Some practical problems needed to be solved. While it seems simple enough to spray pesticide solutions through irrigation lines and sprinklers, what happens next? How would the lines be cleared out? If clear water were used to flush the lines, would it wash off the newly applied spray material?
A novel method was developed, which consists of two major components:
1) the canopy delivery system and 2) the applicator.
The canopy delivery system is a network of polyethylene irrigation tubing run through the orchard block in a continuous loop with an input and output line that attaches to the applicator.
The applicator consists of three major components: 1) a pumping system, 2) an air compressor and 3) a tank for mixing, providing, and recapturing spray material for the canopy delivery system.
The four-stage spray procedure consists of the following steps:
1) Charging: Spray material is premixed in the spray applicator and then pumped through the main line at low pressure (less than 18 psi).
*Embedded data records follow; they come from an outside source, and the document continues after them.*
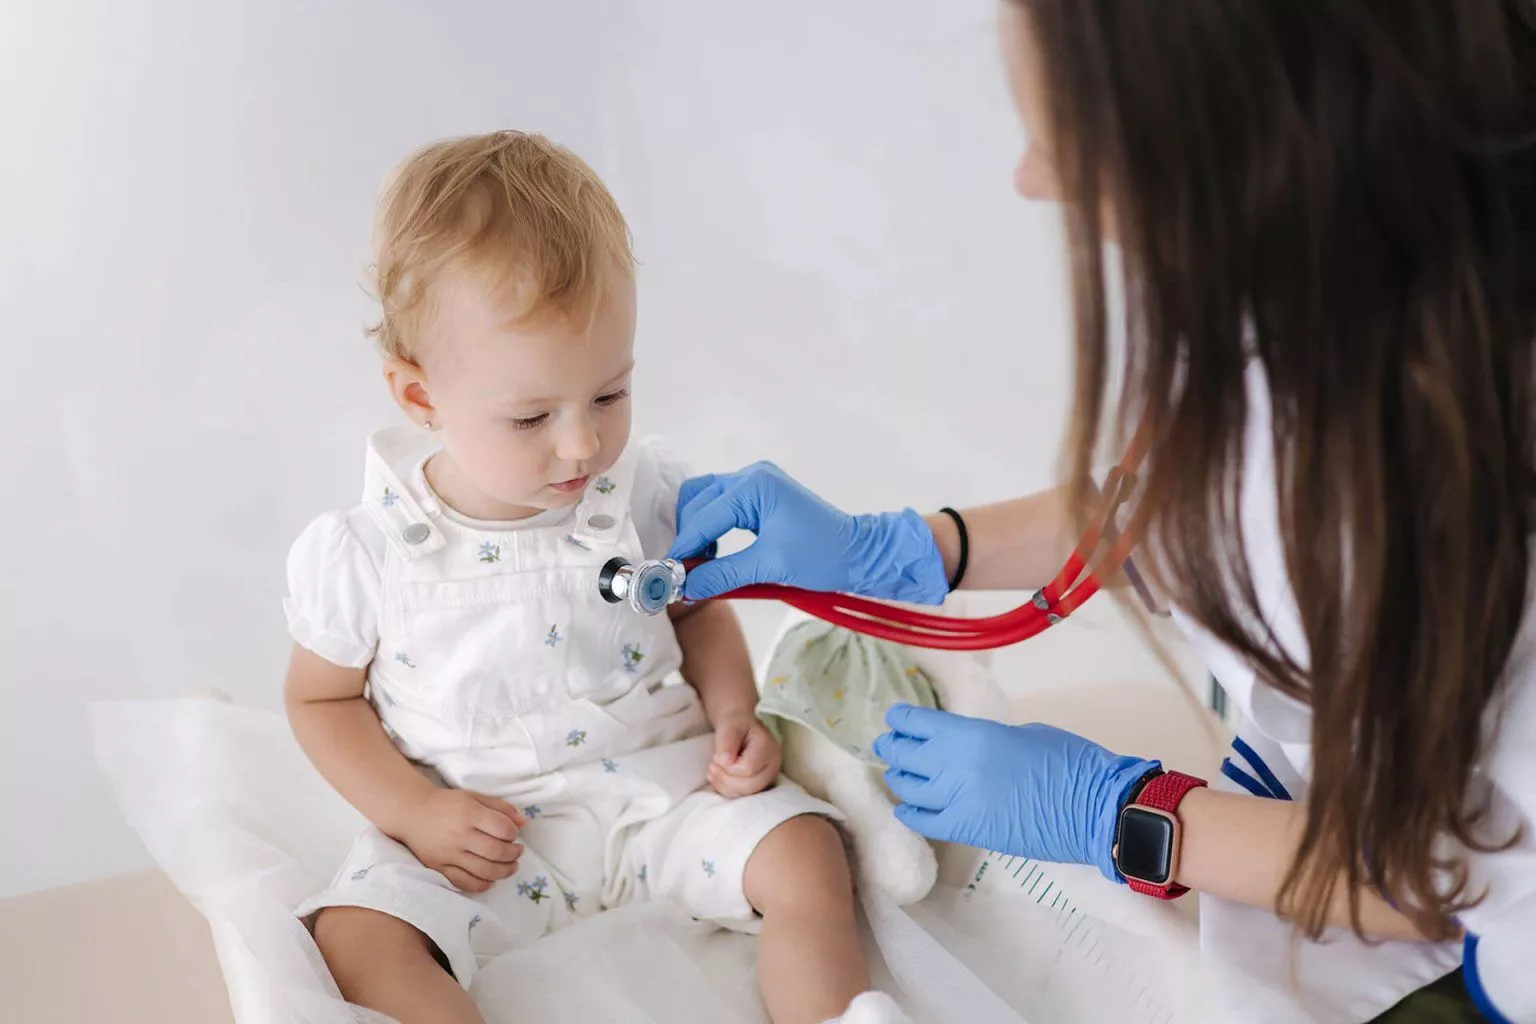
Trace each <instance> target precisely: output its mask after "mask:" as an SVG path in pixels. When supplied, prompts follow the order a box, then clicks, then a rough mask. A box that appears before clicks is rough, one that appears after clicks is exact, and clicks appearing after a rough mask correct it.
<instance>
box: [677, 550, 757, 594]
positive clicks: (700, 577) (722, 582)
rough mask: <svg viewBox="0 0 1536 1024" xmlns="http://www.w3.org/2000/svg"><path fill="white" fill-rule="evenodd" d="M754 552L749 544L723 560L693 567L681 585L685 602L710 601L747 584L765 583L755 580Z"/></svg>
mask: <svg viewBox="0 0 1536 1024" xmlns="http://www.w3.org/2000/svg"><path fill="white" fill-rule="evenodd" d="M751 550H753V548H751V545H748V548H746V550H745V551H737V553H736V554H728V556H725V557H723V559H714V560H710V562H705V563H703V565H696V567H694V568H691V570H690V571H688V579H687V580H684V585H682V596H684V599H685V600H708V599H710V597H719V596H720V594H727V593H730V591H733V590H739V588H742V586H746V585H748V583H756V582H762V580H757V579H754V576H756V571H754V568H753V567H754V563H756V560H757V559H754V557H753V554H751Z"/></svg>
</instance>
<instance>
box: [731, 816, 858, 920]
mask: <svg viewBox="0 0 1536 1024" xmlns="http://www.w3.org/2000/svg"><path fill="white" fill-rule="evenodd" d="M745 881H746V898H748V900H750V901H751V904H753V906H754V907H756V909H757V910H759V912H760V913H768V912H771V910H785V909H793V907H817V909H825V907H828V906H829V904H833V906H840V904H851V903H852V872H851V870H849V867H848V851H846V847H845V846H843V837H842V834H840V832H839V831H837V826H834V824H833V823H831V821H828V820H826V818H823V817H820V815H814V814H803V815H800V817H797V818H790V820H788V821H785V823H783V824H780V826H779V827H776V829H774V831H773V832H770V834H768V835H766V837H765V838H763V841H762V843H760V844H759V847H757V851H756V852H754V854H753V858H751V860H750V861H748V863H746V880H745Z"/></svg>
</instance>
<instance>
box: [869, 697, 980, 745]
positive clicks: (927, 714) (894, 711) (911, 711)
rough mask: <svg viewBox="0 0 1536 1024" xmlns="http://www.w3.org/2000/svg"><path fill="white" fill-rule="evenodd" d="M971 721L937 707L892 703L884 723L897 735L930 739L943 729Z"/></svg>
mask: <svg viewBox="0 0 1536 1024" xmlns="http://www.w3.org/2000/svg"><path fill="white" fill-rule="evenodd" d="M966 722H971V718H965V717H962V715H957V714H954V712H951V711H940V709H938V708H914V706H912V705H892V706H891V709H889V711H886V712H885V723H886V725H888V726H891V731H892V732H895V734H899V735H909V737H912V738H917V740H931V738H934V737H935V735H938V734H940V732H943V731H945V729H952V728H954V726H957V725H963V723H966Z"/></svg>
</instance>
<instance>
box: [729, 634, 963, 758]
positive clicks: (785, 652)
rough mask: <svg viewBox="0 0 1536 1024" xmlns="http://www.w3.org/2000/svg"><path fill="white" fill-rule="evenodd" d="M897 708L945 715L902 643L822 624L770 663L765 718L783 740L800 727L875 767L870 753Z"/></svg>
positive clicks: (800, 637) (784, 648)
mask: <svg viewBox="0 0 1536 1024" xmlns="http://www.w3.org/2000/svg"><path fill="white" fill-rule="evenodd" d="M895 703H908V705H915V706H919V708H937V706H938V699H937V695H935V694H934V686H932V683H929V682H928V677H926V676H925V674H923V671H922V669H920V668H917V665H914V663H912V659H911V656H909V654H908V652H906V649H905V648H902V646H900V645H897V643H891V642H889V640H877V639H874V637H866V636H862V634H859V633H852V631H851V629H843V628H842V626H834V625H829V623H825V622H820V620H811V622H802V623H797V625H794V626H791V628H790V629H788V633H785V636H783V639H780V642H779V646H777V648H774V652H773V657H771V659H770V660H768V677H766V679H765V680H763V682H762V697H760V700H759V703H757V717H759V718H762V722H763V725H766V726H768V729H770V731H771V732H773V734H774V737H777V738H779V740H782V738H783V723H785V722H799V723H800V725H803V726H806V728H808V729H814V731H816V732H820V734H822V735H825V737H828V738H829V740H833V742H834V743H837V746H840V748H843V749H845V751H848V752H849V754H852V755H854V757H857V758H859V760H862V761H866V763H869V765H880V763H882V761H880V758H877V757H876V755H874V754H871V752H869V745H871V743H874V738H876V737H877V735H880V734H882V732H886V731H888V728H886V725H885V712H886V711H888V709H889V708H891V705H895Z"/></svg>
2) Spraying: The return line is closed and pressure increased to greater than 30 psi allowing the check valves to open and material to exit through the microsprayers for the time needed to apply 70-100 gallons per acre (less than 15 seconds).
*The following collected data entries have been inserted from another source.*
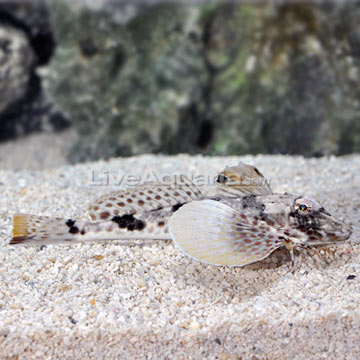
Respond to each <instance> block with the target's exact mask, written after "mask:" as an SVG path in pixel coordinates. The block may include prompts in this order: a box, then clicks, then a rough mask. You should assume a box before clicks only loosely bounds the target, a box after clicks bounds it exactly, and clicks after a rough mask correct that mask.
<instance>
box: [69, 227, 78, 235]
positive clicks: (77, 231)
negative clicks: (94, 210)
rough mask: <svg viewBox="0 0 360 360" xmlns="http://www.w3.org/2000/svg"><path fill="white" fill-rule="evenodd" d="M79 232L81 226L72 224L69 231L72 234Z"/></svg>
mask: <svg viewBox="0 0 360 360" xmlns="http://www.w3.org/2000/svg"><path fill="white" fill-rule="evenodd" d="M78 232H79V228H78V227H77V226H72V227H71V228H70V229H69V233H70V234H77V233H78Z"/></svg>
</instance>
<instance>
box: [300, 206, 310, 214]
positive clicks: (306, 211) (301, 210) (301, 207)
mask: <svg viewBox="0 0 360 360" xmlns="http://www.w3.org/2000/svg"><path fill="white" fill-rule="evenodd" d="M298 210H299V211H300V212H302V213H307V212H308V211H309V210H310V207H309V206H307V205H306V204H299V205H298Z"/></svg>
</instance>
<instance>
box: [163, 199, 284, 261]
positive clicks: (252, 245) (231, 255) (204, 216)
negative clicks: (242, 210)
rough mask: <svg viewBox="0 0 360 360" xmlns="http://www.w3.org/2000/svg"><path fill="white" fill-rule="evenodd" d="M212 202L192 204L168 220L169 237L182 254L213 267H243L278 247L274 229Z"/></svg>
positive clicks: (277, 240) (274, 249) (214, 201)
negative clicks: (208, 264)
mask: <svg viewBox="0 0 360 360" xmlns="http://www.w3.org/2000/svg"><path fill="white" fill-rule="evenodd" d="M253 221H254V220H252V219H249V218H247V217H246V216H245V215H244V214H241V213H239V212H238V211H236V210H234V209H232V208H231V207H229V206H227V205H225V204H222V203H221V202H218V201H213V200H202V201H194V202H191V203H189V204H186V205H184V206H183V207H181V208H180V209H179V210H178V211H177V212H176V213H175V214H174V215H173V216H172V217H171V219H170V235H171V238H172V239H173V241H174V242H175V244H176V245H177V246H178V247H179V248H180V250H181V251H183V252H184V253H185V254H186V255H188V256H190V257H192V258H194V259H195V260H199V261H202V262H205V263H210V264H215V265H229V266H243V265H246V264H250V263H253V262H256V261H259V260H261V259H264V258H266V257H267V256H268V255H270V254H271V253H272V252H273V251H274V250H275V249H277V248H278V247H280V246H282V241H281V240H280V239H279V238H278V236H277V234H276V230H275V229H274V228H271V227H270V226H268V225H267V224H266V223H262V222H261V221H260V222H257V220H256V222H257V224H256V225H254V224H253Z"/></svg>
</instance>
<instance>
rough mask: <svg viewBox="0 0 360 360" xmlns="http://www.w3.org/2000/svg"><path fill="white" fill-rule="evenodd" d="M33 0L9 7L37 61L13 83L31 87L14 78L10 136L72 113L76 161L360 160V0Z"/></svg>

3) Recovery: The return valve is re-opened, and the air compressor set at less than 18 psi to blow any fluid remaining in the main line back into the spray applicator.
4) Cleaning: The return valve is closed and the air compressor set to higher pressure (greater than 30 psi) to clear any remaining spray material out of the microsprayers.
While the microsprayer emitters are well developed, it is not clear what kinds of materials might need to be used in constructing the lines. They researchers tested both rigid PVC pipe used in plumbing and flexible polyethylene hose.
The microspinklers were spaced three feet apart on drop downs three feet long.
There was a somewhat larger pressure drop on the flexible polyethylene hose. “These data suggest that PVC is a superior material for SSCDS plumbing,” the report says, but polyethylene is widely used for irrigation and growers are adept at handling it.
Details about the project, and the first report, are available online at www.canopydelivery.msu.edu.